Tout cela est connu et a été bien décrit, mais rien ne se fait. Par conséquent, ce qui est proposé ici, à l’échelon européen, constitue un grand progrès. C’est la première fois que l’Union européenne permet de faire avancer les choses en ce domaine.

On voit bien la difficulté à propos d’un sujet connexe : le Royaume-Uni envisage de ramener le taux de l’impôt sur les sociétés à 20 %. Certains s’en réjouiront en pensant que c’est une bonne mesure politique, mais nous sommes ainsi engagés dans une concurrence fiscale à la baisse, à laquelle l’Irlande aussi, par exemple, participe grandement. Tant que des politiques de ce genre ne seront pas coordonnées, nous n’avancerons pas. D’une façon générale, la commission partage donc les sentiments qui viennent d’être exprimés.
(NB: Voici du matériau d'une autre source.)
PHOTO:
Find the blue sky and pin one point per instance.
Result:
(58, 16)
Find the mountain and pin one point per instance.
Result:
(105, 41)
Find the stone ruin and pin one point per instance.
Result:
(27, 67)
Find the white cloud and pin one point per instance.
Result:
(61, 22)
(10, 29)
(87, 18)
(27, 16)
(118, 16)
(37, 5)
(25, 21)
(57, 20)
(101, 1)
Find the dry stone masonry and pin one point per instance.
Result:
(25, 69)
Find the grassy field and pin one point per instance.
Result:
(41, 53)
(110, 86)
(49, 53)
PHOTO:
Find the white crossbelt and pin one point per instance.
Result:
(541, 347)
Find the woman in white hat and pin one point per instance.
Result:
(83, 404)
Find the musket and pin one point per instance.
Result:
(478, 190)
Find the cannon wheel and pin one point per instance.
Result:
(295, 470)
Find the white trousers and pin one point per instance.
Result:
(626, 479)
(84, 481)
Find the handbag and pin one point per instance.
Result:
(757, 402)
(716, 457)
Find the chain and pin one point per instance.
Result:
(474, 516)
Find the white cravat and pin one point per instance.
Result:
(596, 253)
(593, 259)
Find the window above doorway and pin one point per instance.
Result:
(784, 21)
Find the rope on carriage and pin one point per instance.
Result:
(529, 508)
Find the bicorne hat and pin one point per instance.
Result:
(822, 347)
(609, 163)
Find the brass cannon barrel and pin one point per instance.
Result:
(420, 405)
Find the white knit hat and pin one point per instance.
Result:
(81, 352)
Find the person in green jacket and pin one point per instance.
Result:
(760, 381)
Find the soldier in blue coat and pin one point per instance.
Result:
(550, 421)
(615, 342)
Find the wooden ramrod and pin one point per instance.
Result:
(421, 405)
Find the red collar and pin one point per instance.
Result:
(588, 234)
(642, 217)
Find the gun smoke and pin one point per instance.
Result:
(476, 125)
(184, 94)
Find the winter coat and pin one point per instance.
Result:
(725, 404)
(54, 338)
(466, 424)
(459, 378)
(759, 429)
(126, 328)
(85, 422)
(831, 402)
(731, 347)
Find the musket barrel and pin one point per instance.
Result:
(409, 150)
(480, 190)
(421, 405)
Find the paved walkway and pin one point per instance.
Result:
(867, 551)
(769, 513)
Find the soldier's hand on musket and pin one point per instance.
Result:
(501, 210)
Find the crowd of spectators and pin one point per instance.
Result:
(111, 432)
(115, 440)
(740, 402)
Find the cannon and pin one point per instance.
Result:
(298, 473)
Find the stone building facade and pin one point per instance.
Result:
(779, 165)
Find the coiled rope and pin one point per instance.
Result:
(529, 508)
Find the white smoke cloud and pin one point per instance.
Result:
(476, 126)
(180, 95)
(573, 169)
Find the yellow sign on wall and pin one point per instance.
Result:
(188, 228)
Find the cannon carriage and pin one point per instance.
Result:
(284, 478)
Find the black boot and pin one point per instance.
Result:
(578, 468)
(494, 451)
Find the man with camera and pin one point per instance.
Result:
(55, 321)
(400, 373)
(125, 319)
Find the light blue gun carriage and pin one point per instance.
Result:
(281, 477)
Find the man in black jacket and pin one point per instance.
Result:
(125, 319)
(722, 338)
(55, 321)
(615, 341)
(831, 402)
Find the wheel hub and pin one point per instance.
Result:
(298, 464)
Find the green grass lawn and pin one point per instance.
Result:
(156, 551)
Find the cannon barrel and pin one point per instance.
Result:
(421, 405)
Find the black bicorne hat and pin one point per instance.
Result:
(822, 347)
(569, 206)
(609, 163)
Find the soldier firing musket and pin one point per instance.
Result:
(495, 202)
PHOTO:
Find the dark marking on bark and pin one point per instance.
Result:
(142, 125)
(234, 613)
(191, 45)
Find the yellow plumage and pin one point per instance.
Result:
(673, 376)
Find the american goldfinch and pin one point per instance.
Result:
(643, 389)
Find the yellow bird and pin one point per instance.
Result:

J’en viens aux différents amendements.

Les amendements nos 237, 238 et 239 tendent chacun à étendre l’obligation de transparence à certaines informations. Je partage les intentions de leurs auteurs. Toutefois, l’adoption des amendements identiques nos 137 rectifié ter et 236 rectifié entraînerait le même résultat, si bien que je vous demande monsieur Desessard, de bien bouloir vous rallier à ces dispositions.